Né en 1970 à Luanda en Angola, Gonçalo M. Tavares est un écrivain portugais et professeur d’épistémologie à l’Université de Lisbonne. Il poursuit une foisonnante carrière littéraire depuis 2001, publiant nombre de romans, recueils de poésie, pièces de théâtre, contes, essais et autres ouvrages inclassables. Traduite en cinquante langues, son œuvre l’impose comme l’une des voix majeures des lettres lusophones. Il remporte de prestigieuses récompenses nationales et internationales, dont le Prix José Saramago pour Jérusalem (Viviane Hamy, 2008) en 2005 et le Prix du Meilleur Livre étranger pour Apprendre à prier à l’ère de la technique (Viviane Hamy, 2010) en 2010. Paraissent en français Journal de la Peste (Bouquins) et Mythologies (Viviane Hamy) en 2022, et L’os du milieu (Viviane Hamy) en 2024.

Sjón

Né à Reykjavic en 1962, Sjón (Sigurjón Birgir Sigurðsson) et un écrivain islandais, poète, artiste, scénariste et parolier, notamment de la chanteuse Björk.

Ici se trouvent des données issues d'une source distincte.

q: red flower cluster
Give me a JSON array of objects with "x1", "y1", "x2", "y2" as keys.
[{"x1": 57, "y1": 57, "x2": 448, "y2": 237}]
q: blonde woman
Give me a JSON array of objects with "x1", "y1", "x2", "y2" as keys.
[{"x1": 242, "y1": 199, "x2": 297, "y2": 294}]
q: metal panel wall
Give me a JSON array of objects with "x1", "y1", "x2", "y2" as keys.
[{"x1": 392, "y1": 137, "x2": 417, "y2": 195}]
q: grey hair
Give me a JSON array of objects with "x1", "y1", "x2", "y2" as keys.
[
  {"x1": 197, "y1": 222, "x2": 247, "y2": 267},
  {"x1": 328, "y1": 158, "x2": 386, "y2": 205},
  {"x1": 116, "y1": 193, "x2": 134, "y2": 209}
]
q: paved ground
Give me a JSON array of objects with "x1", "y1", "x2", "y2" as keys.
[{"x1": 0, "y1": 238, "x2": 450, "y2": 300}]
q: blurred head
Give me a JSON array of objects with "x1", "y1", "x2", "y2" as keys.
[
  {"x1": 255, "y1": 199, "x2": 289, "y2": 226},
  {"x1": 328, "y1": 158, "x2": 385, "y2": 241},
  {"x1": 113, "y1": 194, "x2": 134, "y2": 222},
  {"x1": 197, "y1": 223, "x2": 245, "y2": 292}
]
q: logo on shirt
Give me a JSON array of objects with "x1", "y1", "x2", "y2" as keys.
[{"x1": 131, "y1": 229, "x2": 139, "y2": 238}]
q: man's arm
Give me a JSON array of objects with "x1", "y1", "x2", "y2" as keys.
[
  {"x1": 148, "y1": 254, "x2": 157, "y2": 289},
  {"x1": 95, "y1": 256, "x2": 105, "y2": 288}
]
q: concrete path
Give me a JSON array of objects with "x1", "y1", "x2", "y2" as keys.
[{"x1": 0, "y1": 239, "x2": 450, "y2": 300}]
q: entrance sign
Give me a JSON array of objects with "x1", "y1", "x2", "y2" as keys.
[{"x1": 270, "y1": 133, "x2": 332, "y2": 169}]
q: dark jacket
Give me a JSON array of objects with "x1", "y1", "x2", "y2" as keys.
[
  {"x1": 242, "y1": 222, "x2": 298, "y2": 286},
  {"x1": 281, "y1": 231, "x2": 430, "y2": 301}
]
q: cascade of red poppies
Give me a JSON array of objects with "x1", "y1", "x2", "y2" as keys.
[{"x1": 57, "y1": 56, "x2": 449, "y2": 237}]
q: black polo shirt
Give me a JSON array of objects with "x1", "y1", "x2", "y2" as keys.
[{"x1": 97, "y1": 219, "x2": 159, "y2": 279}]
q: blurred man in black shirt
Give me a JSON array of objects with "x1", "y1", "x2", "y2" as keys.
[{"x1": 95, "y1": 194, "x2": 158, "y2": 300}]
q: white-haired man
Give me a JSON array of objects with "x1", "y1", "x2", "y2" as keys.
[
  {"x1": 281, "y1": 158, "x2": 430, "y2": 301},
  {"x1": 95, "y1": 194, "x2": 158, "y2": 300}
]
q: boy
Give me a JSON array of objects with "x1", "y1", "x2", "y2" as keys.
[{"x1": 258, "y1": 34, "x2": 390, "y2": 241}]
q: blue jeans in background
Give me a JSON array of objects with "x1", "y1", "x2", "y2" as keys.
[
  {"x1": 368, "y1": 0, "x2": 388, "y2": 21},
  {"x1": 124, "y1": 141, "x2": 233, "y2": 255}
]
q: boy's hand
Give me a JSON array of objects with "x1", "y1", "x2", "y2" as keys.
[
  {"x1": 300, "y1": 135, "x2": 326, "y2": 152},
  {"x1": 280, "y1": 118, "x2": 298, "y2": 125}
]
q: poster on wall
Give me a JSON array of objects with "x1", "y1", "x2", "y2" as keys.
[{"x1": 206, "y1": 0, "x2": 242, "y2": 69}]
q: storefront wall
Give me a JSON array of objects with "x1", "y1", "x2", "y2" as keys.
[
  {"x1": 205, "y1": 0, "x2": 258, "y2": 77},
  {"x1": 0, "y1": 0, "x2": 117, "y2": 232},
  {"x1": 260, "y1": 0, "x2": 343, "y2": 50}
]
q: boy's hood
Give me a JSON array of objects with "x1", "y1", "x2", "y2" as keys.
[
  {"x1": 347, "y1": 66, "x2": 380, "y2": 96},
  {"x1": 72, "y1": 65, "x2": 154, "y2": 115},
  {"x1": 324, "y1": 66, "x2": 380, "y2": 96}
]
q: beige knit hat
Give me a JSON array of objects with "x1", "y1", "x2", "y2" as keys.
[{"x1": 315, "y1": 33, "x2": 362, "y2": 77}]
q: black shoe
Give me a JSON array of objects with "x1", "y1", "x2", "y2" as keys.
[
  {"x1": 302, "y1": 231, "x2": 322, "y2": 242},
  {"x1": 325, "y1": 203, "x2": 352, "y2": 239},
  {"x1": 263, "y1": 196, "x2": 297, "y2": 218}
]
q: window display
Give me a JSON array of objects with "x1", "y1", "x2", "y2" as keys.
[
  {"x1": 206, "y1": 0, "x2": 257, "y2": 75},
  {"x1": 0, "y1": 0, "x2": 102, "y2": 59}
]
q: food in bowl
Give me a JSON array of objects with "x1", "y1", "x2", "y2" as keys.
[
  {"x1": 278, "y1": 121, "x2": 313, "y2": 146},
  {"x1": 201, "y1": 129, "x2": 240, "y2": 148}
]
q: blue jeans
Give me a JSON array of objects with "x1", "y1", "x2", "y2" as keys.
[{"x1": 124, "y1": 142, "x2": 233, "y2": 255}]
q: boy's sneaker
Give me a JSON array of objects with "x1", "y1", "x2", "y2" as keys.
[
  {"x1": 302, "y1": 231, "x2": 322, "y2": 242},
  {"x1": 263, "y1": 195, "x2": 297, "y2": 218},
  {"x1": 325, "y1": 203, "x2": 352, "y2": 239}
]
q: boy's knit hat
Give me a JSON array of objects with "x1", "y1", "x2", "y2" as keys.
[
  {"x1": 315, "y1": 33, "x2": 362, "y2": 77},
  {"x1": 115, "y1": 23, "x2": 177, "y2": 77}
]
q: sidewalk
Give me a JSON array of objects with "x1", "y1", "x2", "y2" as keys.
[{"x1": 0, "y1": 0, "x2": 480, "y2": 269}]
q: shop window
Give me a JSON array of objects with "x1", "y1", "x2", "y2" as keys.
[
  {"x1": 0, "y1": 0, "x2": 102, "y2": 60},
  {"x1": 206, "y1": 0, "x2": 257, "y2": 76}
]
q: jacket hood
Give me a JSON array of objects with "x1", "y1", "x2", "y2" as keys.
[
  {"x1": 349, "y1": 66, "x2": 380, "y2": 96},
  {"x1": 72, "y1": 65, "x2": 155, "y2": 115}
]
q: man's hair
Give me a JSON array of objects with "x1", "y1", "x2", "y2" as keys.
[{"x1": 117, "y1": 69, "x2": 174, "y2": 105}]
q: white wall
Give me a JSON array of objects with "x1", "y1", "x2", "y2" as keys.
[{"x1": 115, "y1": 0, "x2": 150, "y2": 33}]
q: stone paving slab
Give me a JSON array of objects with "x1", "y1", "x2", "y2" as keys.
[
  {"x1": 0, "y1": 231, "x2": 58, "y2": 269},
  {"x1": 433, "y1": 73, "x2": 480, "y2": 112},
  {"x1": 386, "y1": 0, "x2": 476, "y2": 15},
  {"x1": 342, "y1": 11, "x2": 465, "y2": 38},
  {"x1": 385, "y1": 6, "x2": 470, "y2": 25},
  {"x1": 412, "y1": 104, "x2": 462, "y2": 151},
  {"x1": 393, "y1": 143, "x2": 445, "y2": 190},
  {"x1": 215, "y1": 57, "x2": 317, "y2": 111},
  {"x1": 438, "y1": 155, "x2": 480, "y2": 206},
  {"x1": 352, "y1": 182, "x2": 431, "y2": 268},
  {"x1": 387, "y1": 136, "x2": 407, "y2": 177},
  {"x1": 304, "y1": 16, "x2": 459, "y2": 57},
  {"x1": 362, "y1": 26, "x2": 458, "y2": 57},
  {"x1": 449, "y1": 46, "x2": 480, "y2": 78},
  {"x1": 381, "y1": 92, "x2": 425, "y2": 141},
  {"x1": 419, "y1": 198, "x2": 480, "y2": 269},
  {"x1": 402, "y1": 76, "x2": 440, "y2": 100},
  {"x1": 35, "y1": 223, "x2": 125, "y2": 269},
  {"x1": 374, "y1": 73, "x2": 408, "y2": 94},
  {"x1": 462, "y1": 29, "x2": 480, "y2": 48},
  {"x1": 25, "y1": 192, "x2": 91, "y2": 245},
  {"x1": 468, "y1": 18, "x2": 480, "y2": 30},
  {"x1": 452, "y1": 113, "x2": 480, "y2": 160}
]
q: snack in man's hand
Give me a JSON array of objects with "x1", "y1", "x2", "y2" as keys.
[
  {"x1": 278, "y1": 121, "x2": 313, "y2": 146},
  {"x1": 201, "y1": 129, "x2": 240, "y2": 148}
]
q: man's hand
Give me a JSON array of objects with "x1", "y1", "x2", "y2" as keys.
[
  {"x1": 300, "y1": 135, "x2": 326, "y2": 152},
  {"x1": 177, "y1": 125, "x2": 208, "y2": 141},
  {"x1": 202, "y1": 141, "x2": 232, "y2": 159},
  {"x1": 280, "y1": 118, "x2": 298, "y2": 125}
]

Récompensée par le Prix de la littérature nordique en 2005 et le Prix de littérature islandaise en 2013, son œuvre romanesque, traduite en trente-cinq langues, compte en français Le moindre des mondes (Rivages, 2007), De tes yeux, tu me vis (Rivages, 2011), Le garçon qui n’existait pas (Rivages, 2016), ou encore Blond comme les blés (Métailié, 2022). Sa collaboration à l’écriture des chansons du film Dancer in the Dark de Lars von Trier lui vaut une nomination à l’Oscar de la Meilleure Chanson originale en 2001. Il a récemment coécrit le scénario du film The Northman (2022) de Robert Eggers, inspiré des sagas islandaises. Il est également président du centre PEN islandais.

Scholastique Mukasonga

Autrice, nouvelliste et romancière, Scholastique Mukasonga est née en 1956 au Rwanda. Face aux persécutions subies par les Tutsis, elle est contrainte de s’exiler au Burundi avant de s’établir en France en 1993. L’écriture de son premier roman, Inyenzi ou les cafards (Gallimard, 2004), fait suite au drame du génocide des Tutsis de 1994 dans lequel sont tués trente-sept membres de sa famille. Aujourd’hui son œuvre est constituée de onze romans et recueils de nouvelles publiés aux éditions Gallimard et traduits dans plus d’une vingtaine de langues. Elle remporte de nombreux prix tant en France qu’à l’international : parmi ceux-ci, le Prix Renaudot pour Notre-Dame du Nil en 2012 et le Prix Simone de Beauvoir. Deux de ses ouvrages, La femme aux pieds nus (2008) et Kibogo est monté au ciel (2020) figurent sur la short list du National Book Award. En 2013, elle est faite Chevalier des Arts et des Lettres. Son dernier roman, Julienne paraît en 2024 et remporte le Prix de l’Académie des Sciences d’Outre-Mer.

Nicolas Grospierre

Artiste visuel et photographe franco-polonais né en 1975 à Genève, Nicolas Grospierre se consacre entièrement à sa pratique artistique après des études à l’Institut d’études politiques de Paris et à la London School of Economics. Aujourd’hui établi en Pologne, il accorde dans son travail une place centrale à l’architecture moderne, qu’il fait dialoguer avec la thématique de la mémoire collective ou encore celle de l’anthropocène. À travers des hybridations de médiums, il crée notamment des installations photographiques où il implémente des jeux de miroirs et de lumière. En 2008, il reçoit le Lion d’Or de la Biennale d’architecture de Venise. Ses œuvres sont exposées dans de nombreux musées à travers l’Europe et les Amériques.